Documentary on Current TV

San Francisco Bay Guardian Critic's Pick

Saturday, July 28, 2007
3917 22nd Street @ Castro
San Francisco

This exhibition and community event took place in the Noe Valley/Castro flat of two artists who have faced significant housing rights issues in the past and left San Francisco for other opportunities. The event occurred during the open-ended, limbo period after the home was emptied, but before the keys were turned in to the landlord.

Participating Artists:
Tim Armstrong, Victor Barbieri, Chris Baird, Sarah Barsness, James Barsness, Timothy Berry, Susannah Bettag, Claire Brandt, Omar Chacon, Elizabeth Chiles, Lisa Chou, Jonathan Collis, Modesto Covarrubias, Amanda Curreri, Terina Danielle, Beth Deters, Dierdre Dunphy, Sarah Edwards, Maggie Lee Foster, Peter Foucault, Carla Fraga, Rani Goel, Andrew Goldfarb, James Gouldthourpe, Theresa Gooby, Dorothy Goode, Jessalyn Haggenjos, David Hamill, Miya Hannan, Keith Hale, Bryan Hewitt, Dee Hibbert-Jones, Elyse Hochstadt, Cynthia Hooper, Misa Inaoka, Colter Jacobsen, Kaoru Kanai, Hiroyo Kanako, Rainen Knecht, Eila Kovanen, Melanie C. Lacy Kusters, Betsy Lam, Mia Liu, Casey Logan, Sam Lopes, Francis McIlveen, Jennifer Merrill, Yvette Molina, Nyeema Morgan, Mark Mulroney, Roger Ngim, Justin O'Neill, Nanda Palmieri, Francesca Pastine, Laura Paulini, Jeannie Pettigrew, Mel Prest, Andrew Rottner, Catherine Saiki, San Francisco Bureau of Urban Secrets, Chika Sato, Slim, Brian Stinemetz, Casey Jex Smith, Regina Sol, Lisa Stoneman, Nomi Talisman, Tawanda, Josefa Vaughan, Andy Venell, Robin Ward, Brian Wasson, Michael Wong, Jeong-Im Yi, Anne Yoch, Nina Zurier

The day-long exhibition functioned in multiple ways:

• As an exhibit in which the walls were completely covered with “light” work by scores of emerging, mid-career, and established Bay Area, and former Bay Area, artists. Artwork was rotated throughout the course of the day.
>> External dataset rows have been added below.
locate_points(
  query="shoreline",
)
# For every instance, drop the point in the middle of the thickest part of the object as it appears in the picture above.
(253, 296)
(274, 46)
• As a fundraiser for the San Francisco Tenants Union. As the work was rotated, it was available for purchase, resulting in the largest fundraiser in SFTU history.

• As a communal event for artists, activists, and other members of the San Francisco community. Food was shared, and art materials gifted or exchanged on the hour every hour for the day. TAM is taking a cue from the wildly popular Slideluck Potshow, a Brooklyn based community project for artists.

The San Francisco Tenants Union is a volunteer-based, membership-supported non-profit that has accomplished significant victories for housing rights in a city where the high stakes real estate game has homogenized the city by driving out other varied demographics, including artists. In 2006, among other achievments, the SFTU pushed the passage of Proposition H (relocation benefits to no-fault evictions) and the Passage of Proposition B in June (requiring realtors to disclose to potential buyers whenever tenants have been evicted from units being sold empty).

(Disclosure: in this first project supported by the Temporary Autonomous Museum, one of the two artists whose home it is happen to be the co-founders of the Museum).